XXIV. – De là ils allèrent à ce Sycomore, qui s’appelle aujourd’hui Matarea, et le Seigneur Jésus produisit à Matarea une fontaine dans laquelle la divine Marie lava sa tunique ; et de la sueur qui y coula du Seigneur Jésus provint le baume dans cette région.
XXV. – Ensuite ils descendirent à Memphis, et ayant vu Pharaon, ils restèrent trois ans en Egypte, et le Seigneur Jésus fit en Egypte plusieurs miracles (qui ne sont écrits ni dans l’Evangile de l’enfance ni dans l’Evangile parfait).
XXVI. – Mais les trois ans étant passés, il sortit d’Egypte, et revint ; et lorsqu’ils approchèrent de la Judée, Joseph craignit d’y entrer, car apprenant qu’Hérode était mort, et que son fils Archélaüs avait succédé à sa place, il eut peur ; et l’ange de Dieu alla en Judée, et lui apparut, et dit : O Joseph ! allez dans la ville de Nazareth, et y demeurez. (Chose étonnante, sans doute, que le maître des contrées fût ainsi porté et promené par les contrées.)
XXVII. – Etant ensuite entrés dans la ville de Bethléem, ils y voyaient des maladies nombreuses et difficiles qui incommodaient les yeux des enfants, de sorte que plusieurs mouraient.

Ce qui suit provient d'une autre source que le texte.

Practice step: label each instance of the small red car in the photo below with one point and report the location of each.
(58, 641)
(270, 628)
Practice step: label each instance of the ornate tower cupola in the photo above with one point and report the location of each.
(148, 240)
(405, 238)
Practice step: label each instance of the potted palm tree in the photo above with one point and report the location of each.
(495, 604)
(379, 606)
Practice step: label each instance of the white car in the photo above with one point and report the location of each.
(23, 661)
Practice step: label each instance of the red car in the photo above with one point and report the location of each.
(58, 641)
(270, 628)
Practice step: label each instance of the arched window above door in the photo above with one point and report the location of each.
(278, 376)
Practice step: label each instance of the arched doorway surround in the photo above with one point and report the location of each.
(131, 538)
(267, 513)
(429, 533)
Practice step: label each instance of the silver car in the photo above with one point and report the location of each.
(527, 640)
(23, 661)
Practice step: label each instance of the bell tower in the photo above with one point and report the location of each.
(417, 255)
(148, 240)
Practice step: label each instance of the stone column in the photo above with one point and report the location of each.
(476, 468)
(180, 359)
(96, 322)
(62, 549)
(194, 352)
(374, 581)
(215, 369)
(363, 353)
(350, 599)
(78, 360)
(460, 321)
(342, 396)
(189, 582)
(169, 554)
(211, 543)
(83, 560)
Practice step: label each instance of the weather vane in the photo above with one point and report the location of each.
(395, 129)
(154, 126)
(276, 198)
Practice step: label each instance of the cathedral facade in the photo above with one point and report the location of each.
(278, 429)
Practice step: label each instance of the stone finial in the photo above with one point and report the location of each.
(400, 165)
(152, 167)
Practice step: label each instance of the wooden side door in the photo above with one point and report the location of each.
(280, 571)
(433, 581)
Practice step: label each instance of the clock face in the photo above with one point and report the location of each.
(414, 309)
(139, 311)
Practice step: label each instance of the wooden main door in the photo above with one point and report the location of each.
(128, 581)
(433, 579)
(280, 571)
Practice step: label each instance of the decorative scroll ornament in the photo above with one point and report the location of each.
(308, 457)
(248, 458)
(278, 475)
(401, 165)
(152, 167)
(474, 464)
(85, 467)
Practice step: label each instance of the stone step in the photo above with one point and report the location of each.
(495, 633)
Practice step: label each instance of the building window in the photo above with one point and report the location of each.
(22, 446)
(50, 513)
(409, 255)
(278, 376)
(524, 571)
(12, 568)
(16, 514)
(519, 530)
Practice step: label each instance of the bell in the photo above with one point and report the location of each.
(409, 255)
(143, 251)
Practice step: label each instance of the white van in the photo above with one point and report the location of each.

Il y avait là une femme ayant un fils malade, qu’elle amena à la divine dame Marie comme il était près de mourir, et qui la regarda lorsqu’elle lavait Jésus-Christ. Cette femme disait : O madame Marie, regardez mon fils qui souffre de cruels tourments. Et la divine Marie l’entendant : Prenez, dit-elle, un peu de cette eau dont j’ai lavé mon fils, et l’en arrosez. Prenant donc un peu de cette eau comme la divine Marie l’avait ordonné, elle en arrosa son fils, qui, lassé d’une violente agitation, s’assoupit ; et lorsqu’il eut un peu dormi, il s’éveilla après, sain et sauf. La mère fut si joyeuse de cet événement, qu’elle alla revoir une seconde fois la divine Marie ; et la divine Marie lui disait : Rendez grâces à Dieu, qui a guéri votre fils.
XXVIII. – Il y avait là une autre femme, voisine de celle dont le fils venait d’être guéri. Comme le fils de celle-ci avait la même maladie, et que ses yeux étaient presque fermés, elle se lamentait jour et nuit. La mère de l’enfant guéri lui dit : Pourquoi ne portez-vous pas votre fils vers la divine Marie, comme j’y ai porté mon fils lorsqu’il était à l’agonie de la mort, qui a été guéri avec l’eau dont le corps de son fils Jésus avait été lavé ? Ce que cette femme ayant appris d’elle, y alla aussi elle-même ; et ayant pris de la même eau, elle en lava son fils, dont le corps et les yeux recouvrèrent leur première santé. La divine Marie ordonna aussi à celle-ci, lorsqu’elle lui apporta son fils et lui raconta cet événement, de rendre grâces à Dieu pour la santé que son fils avait recouvrée, et de ne raconter à qui que ce soit ce qui était arrivé.